Recently, Databricks, the data lake house and AI company, announced the launch of Dolly, a cheap-to-build large language model (LLM) that exhibits a surprising degree of the instruction following capabilities exhibited by reknown AI, ChatGPT. Using Databricks, any business can take an off-the-shelf open source LLM and give it magical ChatGPT-like instruction following ability by training it in 30 minutes on a single machine, using high-quality training data.
Why are companies resorting to Open Models?
There are reasons why a company would prefer to build their own model rather than sending data to a centralized LLM provider that serves a proprietary model behind an API. For many, the problems and datasets most likely to benefit from AI represent their most sensitive and proprietary intellectual property and handing it over to a third party may be unpalatable.
Companies may have different tradeoffs in terms of model quality, cost, and the desired behavior.

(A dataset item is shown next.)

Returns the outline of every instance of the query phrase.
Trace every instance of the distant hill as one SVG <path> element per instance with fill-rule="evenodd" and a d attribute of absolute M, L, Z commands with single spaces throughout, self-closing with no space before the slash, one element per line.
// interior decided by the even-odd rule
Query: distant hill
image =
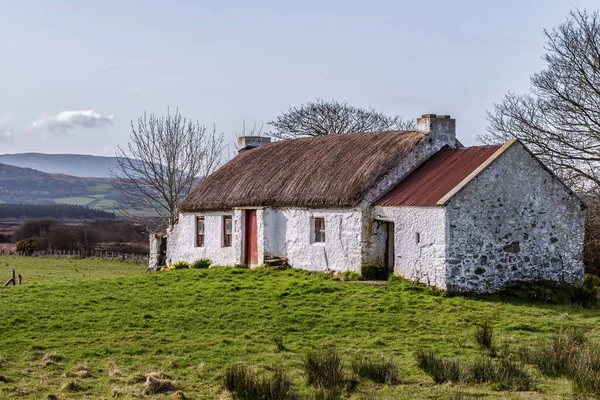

Databricks believes that ML users are best served long term by directly controlling and owning their models. The release of Dolly is first of a series of notices Databricks is making that focus on helping organizations harness the power of large language models.
What is the marketing offering of Dolly?
Dolly works by taking an existing open source 6 billion parameter model from EleutherAI and modifying it ever so slightly to elicit instruction following capabilities such as brainstorming and text generation that is not present in the original model, using data from Alpaca.
The model underlying Dolly only has 6 billion parameters, compared to 175 billion in GPT-3, and is two years old, making it particularly surprising that it works so well. This suggests that much of the qualitative gains in state-of-the-art models like ChatGPT may owe to focused corpuses of instruction-following training data, rather than larger or better-tuned base models.
Databricks evaluated Dolly on the instruction-following capabilities described in the InstructGPT paper that ChatGPT is based on and found that it exhibits as well as open Q&A.
“We are choosing to call the model Dolly — after Dolly the sheep, the first cloned mammal — because it’s an open-source clone of an Alpaca, the animal, inspired by a LLaMA,” said Ali Ghodsi, Co-founder and Chief Executive Officer at Databricks. This is the origin of the name.
“We’re in the earliest days of the democratization of AI for the enterprise, and much work remains to be done, but we believe the technology underlying Dolly represents an exciting new opportunity for companies that want to cheaply build their own instruction-following models.”
Disclaimer: Generative AI is a gradually emerging technology, and we are in the early stages of the research around how to address bias, offensive responses and general response toxicity, and hallucinations in LLMs. Dolly may sometimes exhibit some of this behavior. Make no mistake, Databricks is committed to continuing to advance the quality and safety of Dolly. We hope by open sourcing the technology, it will accelerate all the necessary improvements.